2. The apparatus of claim 1, wherein the first and second pressure seal members are each a pressure seal member made of carbon fiber reinforced plastic.

3. The device of claim 1, wherein the first lens and the second lens are both convex lenses, and the emitting end of the laser diode and the photocell plate are respectively located at the position of the beam collimation focal point of the corresponding convex lens.

4. The apparatus of claim 1, wherein the laser diode is a blue laser diode having a wavelength of 450 nm.

5. The apparatus of claim 1, wherein said panel is a panel made of GaAs semiconductor material.

6. The device of claim 1, wherein the electric energy storage module is a lithium battery and is provided with an external charging interface.

7. A method for simultaneously performing underwater charging and communication using the apparatus of claim 1, comprising the steps of:

a signal generator of the transmitting terminal device generates a communication signal, and a voltage amplifier amplifies the signal and then sends the signal to a bias driving module, so that the bias driving module drives a laser diode to emit light; the laser beam emitted by the laser diode enters the seawater channel after being collimated by the first lens;

the laser beam is transmitted through a seawater channel and then reaches the second lens, and is focused on the photoelectric cell plate by the second lens; the photovoltaic cell panel converts the received light energy into electric energy, and the electric energy is transmitted to the electric energy storage module for storage; meanwhile, the time-varying current generated by the photovoltaic panel carries communication information, and the communication module demodulates the communication information to achieve the purpose of communication.

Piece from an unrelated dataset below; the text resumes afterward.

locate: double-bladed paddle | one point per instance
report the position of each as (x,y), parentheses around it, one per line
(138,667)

8. A transmitting terminal device for a device capable of simultaneously realizing underwater charging and communication comprises a first pressure-resistant sealing part with a cavity; it is characterized by also comprising: the signal generator, the voltage amplifier, the bias driving module and the laser diode are arranged in the first pressure-resistant sealing part and are sequentially connected, and the emitting end of the laser diode is opposite to the first lens; the first lens is arranged in the cavity of the first pressure-resistant sealing component, and a glass window capable of transmitting laser is arranged on the wall of the first pressure-resistant sealing component, or the first lens is embedded on the wall of the first pressure-resistant sealing component.

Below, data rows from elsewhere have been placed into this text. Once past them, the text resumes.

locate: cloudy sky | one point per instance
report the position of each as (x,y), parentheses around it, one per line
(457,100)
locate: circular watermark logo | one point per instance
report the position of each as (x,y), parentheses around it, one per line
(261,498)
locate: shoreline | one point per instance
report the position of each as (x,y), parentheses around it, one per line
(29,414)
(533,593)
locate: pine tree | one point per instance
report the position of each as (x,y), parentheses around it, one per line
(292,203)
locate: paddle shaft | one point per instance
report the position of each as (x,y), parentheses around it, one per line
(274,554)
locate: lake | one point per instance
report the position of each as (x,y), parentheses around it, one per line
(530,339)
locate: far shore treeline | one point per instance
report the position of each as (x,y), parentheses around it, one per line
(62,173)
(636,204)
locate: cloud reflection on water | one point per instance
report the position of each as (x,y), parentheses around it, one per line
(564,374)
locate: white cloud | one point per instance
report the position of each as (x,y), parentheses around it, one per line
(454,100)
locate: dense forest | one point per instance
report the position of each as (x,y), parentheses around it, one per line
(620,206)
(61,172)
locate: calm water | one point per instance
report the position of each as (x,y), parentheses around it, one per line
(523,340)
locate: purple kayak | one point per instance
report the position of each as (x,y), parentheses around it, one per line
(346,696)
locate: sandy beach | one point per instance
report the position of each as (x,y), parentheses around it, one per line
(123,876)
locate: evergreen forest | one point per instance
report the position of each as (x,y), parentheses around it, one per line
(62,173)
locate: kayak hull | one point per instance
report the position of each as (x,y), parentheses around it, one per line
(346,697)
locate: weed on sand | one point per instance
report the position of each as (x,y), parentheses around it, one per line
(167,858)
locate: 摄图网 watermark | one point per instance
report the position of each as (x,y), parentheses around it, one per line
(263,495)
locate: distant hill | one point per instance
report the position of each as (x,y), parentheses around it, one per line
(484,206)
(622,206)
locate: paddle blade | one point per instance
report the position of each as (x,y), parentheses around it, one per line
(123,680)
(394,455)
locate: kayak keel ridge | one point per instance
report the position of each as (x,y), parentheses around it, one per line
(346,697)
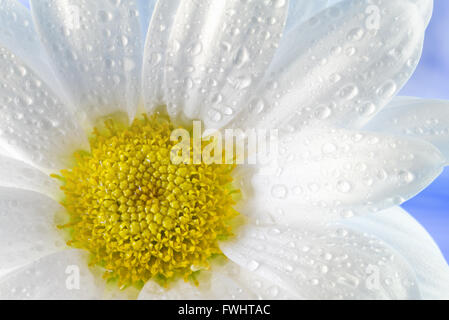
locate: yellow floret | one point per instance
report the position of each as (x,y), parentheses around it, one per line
(140,216)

9. A receiving end device for a device capable of simultaneously realizing underwater charging and communication comprises a second pressure-resistant sealing part with a cavity; it is characterized by also comprising: the photoelectric cell panel, the communication module and the electric energy storage module are arranged in the second pressure-resistant sealing component, the photoelectric cell panel is respectively connected with the communication module and the electric energy storage module, and the photoelectric cell panel and the second lens are oppositely arranged; the second lens is disposed in the cavity of the second pressure-resistant sealing member and a glass window which can transmit laser light is provided on the wall of the second pressure-resistant sealing member, or the second lens is embedded on the wall of the second pressure-resistant sealing member.